Or let auto-generation handle it — --generate-combat-batch emits one row per subject × session automatically.

Inspect the report

Open the generated HTML report in your browser:

open derivatives/oncoprep/group_combat_report.html

The report shows:

  • Number of observations and scanner batches

  • Mean variance change (negative = batch variance reduced)

  • Batch distribution table

  • Longitudinal mode (if detected) with unique subject count

  • List of all harmonized output files

Python API

from pathlib import Path
from oncoprep.workflows.group import run_group_analysis

retcode = run_group_analysis(
    output_dir=Path("derivatives"),
    bids_dir=Path("bids_output"),
    generate_batch_csv=True,       # auto-generate from BIDS sidecars
    combat_parametric=True,        # parametric empirical Bayes (default)
)
assert retcode == 0

For full details, see Group-Level ComBat Harmonization.

Step 6 — Quality control with MRIQC (temporarily disabled)

Note: MRIQC integration is temporarily disabled in this release.

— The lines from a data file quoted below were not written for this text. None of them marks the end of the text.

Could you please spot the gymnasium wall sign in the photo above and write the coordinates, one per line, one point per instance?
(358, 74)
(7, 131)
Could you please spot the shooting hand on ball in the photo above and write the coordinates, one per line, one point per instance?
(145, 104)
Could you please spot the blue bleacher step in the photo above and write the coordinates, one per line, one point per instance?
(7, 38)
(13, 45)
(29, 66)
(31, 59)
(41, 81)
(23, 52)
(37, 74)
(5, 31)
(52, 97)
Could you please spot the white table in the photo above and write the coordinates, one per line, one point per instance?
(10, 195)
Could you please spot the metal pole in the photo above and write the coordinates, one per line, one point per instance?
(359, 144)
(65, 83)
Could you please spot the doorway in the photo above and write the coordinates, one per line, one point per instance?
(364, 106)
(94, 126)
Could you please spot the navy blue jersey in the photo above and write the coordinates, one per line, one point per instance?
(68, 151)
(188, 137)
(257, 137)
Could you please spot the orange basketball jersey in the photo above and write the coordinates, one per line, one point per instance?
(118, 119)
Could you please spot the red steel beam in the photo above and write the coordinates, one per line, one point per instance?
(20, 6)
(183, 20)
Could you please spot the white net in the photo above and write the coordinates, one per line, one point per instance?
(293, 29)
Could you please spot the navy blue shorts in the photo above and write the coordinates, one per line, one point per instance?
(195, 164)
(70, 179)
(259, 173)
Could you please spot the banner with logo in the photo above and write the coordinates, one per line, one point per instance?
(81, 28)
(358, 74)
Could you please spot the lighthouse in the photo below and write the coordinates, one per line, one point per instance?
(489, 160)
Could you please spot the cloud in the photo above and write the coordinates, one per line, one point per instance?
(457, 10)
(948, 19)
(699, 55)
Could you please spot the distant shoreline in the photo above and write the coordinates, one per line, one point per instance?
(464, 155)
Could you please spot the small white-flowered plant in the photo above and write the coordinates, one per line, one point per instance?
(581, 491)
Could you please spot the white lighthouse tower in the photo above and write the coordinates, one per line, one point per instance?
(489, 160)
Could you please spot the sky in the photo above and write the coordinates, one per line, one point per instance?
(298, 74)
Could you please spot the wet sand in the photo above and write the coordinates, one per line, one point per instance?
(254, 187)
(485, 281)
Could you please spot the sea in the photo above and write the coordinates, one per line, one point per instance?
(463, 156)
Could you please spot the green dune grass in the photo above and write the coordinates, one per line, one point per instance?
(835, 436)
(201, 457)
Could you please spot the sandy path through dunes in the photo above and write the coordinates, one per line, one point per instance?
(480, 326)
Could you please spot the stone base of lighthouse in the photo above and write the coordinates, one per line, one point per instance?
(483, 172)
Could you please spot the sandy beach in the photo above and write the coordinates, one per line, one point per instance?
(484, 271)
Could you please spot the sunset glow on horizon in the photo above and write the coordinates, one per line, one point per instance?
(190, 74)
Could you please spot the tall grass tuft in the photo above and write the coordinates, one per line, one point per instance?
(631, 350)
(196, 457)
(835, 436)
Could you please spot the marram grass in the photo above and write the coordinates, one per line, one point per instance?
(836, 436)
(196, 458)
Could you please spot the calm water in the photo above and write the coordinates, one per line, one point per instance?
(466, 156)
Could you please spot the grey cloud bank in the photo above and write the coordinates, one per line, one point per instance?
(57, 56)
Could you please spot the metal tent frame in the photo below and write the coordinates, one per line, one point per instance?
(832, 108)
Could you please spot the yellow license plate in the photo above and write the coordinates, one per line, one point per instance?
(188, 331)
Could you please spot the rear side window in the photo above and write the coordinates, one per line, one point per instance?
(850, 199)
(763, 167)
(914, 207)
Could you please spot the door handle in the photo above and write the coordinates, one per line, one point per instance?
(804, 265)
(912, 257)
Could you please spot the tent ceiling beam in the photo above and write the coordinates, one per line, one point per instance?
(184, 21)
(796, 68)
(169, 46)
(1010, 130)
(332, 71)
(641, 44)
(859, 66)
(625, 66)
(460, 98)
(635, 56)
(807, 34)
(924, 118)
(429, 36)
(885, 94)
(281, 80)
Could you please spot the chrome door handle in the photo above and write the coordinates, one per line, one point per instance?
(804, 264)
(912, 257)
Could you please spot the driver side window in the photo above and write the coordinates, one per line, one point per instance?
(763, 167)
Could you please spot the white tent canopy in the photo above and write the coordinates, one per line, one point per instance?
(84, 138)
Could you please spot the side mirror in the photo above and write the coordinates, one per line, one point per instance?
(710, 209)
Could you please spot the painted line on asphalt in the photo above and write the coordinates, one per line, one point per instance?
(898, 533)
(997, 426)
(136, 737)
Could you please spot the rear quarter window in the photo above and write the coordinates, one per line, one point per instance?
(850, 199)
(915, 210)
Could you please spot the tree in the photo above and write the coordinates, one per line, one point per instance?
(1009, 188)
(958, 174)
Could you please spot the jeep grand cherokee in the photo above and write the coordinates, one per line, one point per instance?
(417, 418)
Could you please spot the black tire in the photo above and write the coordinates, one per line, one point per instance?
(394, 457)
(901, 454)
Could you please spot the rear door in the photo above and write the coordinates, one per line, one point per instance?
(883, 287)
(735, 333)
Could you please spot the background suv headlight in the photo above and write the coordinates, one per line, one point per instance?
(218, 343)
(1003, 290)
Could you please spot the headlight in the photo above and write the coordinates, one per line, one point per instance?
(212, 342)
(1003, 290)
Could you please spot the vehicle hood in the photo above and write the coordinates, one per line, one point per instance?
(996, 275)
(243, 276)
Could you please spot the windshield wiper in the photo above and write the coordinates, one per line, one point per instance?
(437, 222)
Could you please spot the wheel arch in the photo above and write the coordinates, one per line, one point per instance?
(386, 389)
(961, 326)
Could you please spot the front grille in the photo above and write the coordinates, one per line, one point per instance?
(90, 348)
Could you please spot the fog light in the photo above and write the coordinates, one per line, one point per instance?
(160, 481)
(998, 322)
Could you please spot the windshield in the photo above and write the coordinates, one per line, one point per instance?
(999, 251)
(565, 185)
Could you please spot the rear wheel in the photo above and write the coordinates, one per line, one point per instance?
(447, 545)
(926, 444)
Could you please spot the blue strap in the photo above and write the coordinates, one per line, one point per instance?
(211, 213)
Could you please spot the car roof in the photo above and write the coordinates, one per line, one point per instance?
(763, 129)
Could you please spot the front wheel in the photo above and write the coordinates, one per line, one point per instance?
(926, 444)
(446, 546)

The --run-qc flag is accepted but ignored. This section is preserved for reference and will be updated when MRIQC support is re-enabled.

Step 7 — Reports

Generate an HTML quality-assurance report:

oncoprep bids_output/ derivatives/ participant \
  --participant-label 001 --reports-only

Open the generated sub-001.html in your browser for a summary of preprocessing steps, registration quality, and segmentation overlays.

Using the Python API

For scripting and integration, you can build workflows directly:

from pathlib import Path
from oncoprep.workflows.base import init_oncoprep_wf

wf = init_oncoprep_wf(
    bids_dir=Path("bids_output"),
    output_dir=Path("derivatives"),
    subject_session_list=[("001", None)],
    work_dir=Path("work"),
    run_segmentation=True,
    default_seg=True,
)

# Run with 4 parallel processes
wf.run(plugin="MultiProc", plugin_args={"n_procs": 4})

Running individual workflows

You can also run sub-workflows in isolation:

from oncoprep.workflows.anatomical import init_anat_preproc_wf

anat_wf = init_anat_preproc_wf(
    bids_dir="/path/to/bids",
    output_dir="/path/to/derivatives",
    omp_nthreads=4,
    skull_strip_backend="ants",
)
anat_wf.run()
from oncoprep.workflows.radiomics import init_anat_radiomics_wf

radio_wf = init_anat_radiomics_wf(
    output_dir="/path/to/derivatives",
    extract_shape=True,
    extract_firstorder=True,
    extract_glcm=True,
    extract_glrlm=False,
    extract_glszm=False,
    extract_gldm=False,
    extract_ngtdm=False,
)
radio_wf.run()

End-to-End Reference

The following sections document every feature available through the oncoprep CLI, from minimal invocations to fully-loaded commands combining all pipeline stages.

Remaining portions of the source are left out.